The output of the sort is piped into the reducer, which totals up the sum, by, key.
- Try just the mapper: cat shakespeare.txt | ./basic-mapper.py and see the output
- Now add the sort command: cat shakespeare.txt | ./basic-mapper.py | sort
- Now add the reducer: cat shakespeare.txt | ./basic-mapper.py | sort | ./basic-reducer.py
- If you want to save the output to a file, just add a redirect and filename to the end of the string of commands: cat shakespeare.txt | ./basic-mapper.py | sort | ./basic-reducer.py > shakespeare-word-count.txt
This process simulates what happens at scale when running a Hadoop Streaming job on a a larger file. This was a linear process. When run at scale, the following is happening:
- Every block of input data is piped through the mapper program, so you will have a mapper task per block
- After all the map processes are done, the Shuffle and Sort part of the Hadoop framework is performing one large sort operation.
- Many keys are sent together to a single reduce process. There is a guarantee that all the records with the same key are sent to the same reducer. A single reducer program will process multiple keys.

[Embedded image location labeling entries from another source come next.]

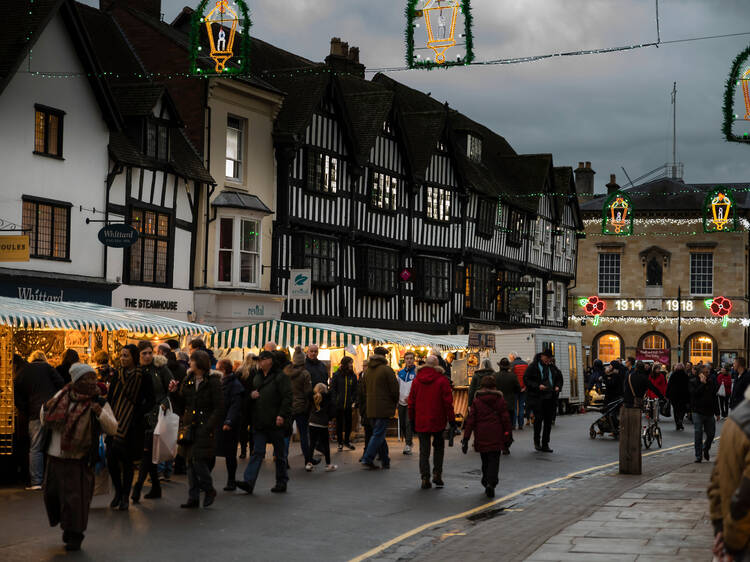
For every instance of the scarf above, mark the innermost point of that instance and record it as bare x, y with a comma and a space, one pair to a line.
68, 413
127, 386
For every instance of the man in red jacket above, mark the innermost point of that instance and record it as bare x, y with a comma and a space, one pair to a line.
430, 410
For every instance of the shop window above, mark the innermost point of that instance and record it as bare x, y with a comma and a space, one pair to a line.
438, 203
149, 255
434, 279
320, 255
239, 251
486, 217
384, 190
608, 347
377, 270
322, 172
700, 349
48, 225
235, 144
701, 273
48, 131
609, 274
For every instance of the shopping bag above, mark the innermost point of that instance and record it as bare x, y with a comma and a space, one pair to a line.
165, 435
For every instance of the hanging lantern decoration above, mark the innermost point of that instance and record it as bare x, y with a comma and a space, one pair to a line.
617, 215
217, 27
720, 307
440, 26
738, 81
593, 306
719, 212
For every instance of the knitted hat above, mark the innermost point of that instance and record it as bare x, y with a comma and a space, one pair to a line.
298, 357
77, 370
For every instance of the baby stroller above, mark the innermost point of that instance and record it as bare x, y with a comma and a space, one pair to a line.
609, 422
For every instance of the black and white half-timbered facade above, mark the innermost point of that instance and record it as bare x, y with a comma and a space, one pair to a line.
410, 215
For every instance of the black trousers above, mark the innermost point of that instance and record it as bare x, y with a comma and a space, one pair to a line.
490, 469
544, 413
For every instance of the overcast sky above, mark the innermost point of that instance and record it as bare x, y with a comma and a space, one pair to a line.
611, 109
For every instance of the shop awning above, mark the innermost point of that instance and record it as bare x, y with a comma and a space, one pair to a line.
30, 314
288, 334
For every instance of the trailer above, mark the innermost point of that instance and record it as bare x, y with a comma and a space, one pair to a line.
565, 345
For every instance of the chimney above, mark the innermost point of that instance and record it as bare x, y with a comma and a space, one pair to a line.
584, 181
344, 58
149, 7
612, 185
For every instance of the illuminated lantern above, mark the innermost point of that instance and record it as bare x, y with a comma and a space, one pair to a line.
718, 212
222, 16
720, 307
617, 215
440, 18
593, 306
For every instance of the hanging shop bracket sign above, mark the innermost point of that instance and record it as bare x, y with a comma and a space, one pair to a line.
14, 248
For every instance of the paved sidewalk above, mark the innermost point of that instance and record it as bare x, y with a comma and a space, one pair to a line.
662, 520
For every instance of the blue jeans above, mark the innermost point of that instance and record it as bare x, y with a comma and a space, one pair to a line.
520, 407
260, 439
378, 445
703, 424
36, 454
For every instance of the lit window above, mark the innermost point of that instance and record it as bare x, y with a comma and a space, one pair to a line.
235, 130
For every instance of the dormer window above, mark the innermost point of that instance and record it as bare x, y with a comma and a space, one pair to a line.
157, 140
474, 148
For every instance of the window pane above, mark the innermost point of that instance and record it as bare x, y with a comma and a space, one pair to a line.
60, 243
149, 245
226, 237
40, 123
44, 239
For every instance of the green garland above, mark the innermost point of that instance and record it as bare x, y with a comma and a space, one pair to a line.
244, 56
732, 82
411, 60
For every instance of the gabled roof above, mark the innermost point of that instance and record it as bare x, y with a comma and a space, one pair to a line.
683, 197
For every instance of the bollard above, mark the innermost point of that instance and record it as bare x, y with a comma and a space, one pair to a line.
630, 440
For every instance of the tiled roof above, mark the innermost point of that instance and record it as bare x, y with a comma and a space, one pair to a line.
236, 200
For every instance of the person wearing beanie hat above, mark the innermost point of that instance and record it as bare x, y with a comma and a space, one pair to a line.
75, 416
301, 393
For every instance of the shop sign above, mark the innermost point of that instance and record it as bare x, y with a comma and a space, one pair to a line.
14, 248
300, 284
118, 235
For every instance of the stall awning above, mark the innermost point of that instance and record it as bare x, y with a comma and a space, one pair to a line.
288, 334
29, 314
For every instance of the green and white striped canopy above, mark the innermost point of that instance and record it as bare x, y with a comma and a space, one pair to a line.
30, 314
288, 334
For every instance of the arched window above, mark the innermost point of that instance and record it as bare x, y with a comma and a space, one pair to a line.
609, 346
700, 348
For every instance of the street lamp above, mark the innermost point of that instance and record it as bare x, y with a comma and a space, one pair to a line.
440, 18
221, 45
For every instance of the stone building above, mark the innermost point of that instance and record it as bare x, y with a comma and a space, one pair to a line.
656, 282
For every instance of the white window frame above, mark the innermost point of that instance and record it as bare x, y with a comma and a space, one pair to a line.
239, 163
599, 273
237, 251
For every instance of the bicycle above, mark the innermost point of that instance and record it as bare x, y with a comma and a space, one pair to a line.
651, 431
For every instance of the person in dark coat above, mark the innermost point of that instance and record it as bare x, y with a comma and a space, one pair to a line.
678, 392
741, 383
344, 390
35, 383
542, 386
490, 423
271, 418
132, 397
199, 398
155, 372
69, 358
705, 408
228, 430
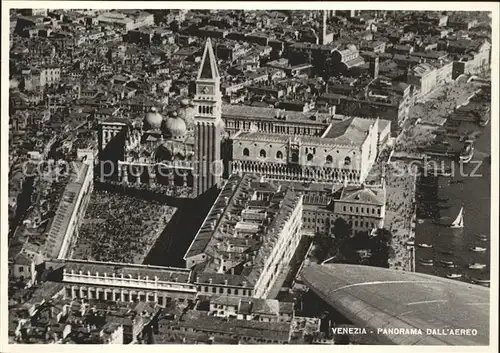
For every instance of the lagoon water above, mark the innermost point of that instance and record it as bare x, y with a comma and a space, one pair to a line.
474, 195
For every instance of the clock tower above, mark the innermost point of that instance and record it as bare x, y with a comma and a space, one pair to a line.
208, 123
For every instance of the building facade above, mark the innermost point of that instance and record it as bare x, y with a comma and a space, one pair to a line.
247, 239
208, 123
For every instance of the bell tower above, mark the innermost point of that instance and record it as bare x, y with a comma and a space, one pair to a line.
208, 123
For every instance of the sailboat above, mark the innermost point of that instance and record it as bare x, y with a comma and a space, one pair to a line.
459, 221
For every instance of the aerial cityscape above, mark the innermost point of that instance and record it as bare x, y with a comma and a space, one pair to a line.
249, 177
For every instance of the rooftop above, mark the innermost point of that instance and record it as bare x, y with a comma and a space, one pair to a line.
241, 229
382, 298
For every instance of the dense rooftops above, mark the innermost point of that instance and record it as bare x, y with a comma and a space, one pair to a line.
240, 230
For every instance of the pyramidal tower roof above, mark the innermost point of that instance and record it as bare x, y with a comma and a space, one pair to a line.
208, 69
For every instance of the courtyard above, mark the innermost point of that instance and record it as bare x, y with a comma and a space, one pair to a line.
120, 228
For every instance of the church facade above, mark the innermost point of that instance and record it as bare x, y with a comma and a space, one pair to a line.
205, 141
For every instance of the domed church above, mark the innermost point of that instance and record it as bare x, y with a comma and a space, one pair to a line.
169, 147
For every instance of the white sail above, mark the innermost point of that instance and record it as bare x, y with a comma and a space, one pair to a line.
459, 221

Now let's run an actual Hadoop Streaming job, using this mapper and reducer but on a relatively larger dataset. We have compiled the entire Project Gutenberg collection, a set of over 50,000 ebooks in plain text files, into a single file on S3 - s3://bigdatateaching/gutenberg-single-file.txt. This is single, large, text file with approximately 700 million (yes, million) lines of text, and about ~30GB in size.

For the purposes of this lab, you will work with a subset of the file, the first 25 million lines in a file that is about ~1.3GB, for the sake of speed. You will run a Hadoop Streaming job to do run the word count mapper and reducer to gain experience using Hadoop Streaming.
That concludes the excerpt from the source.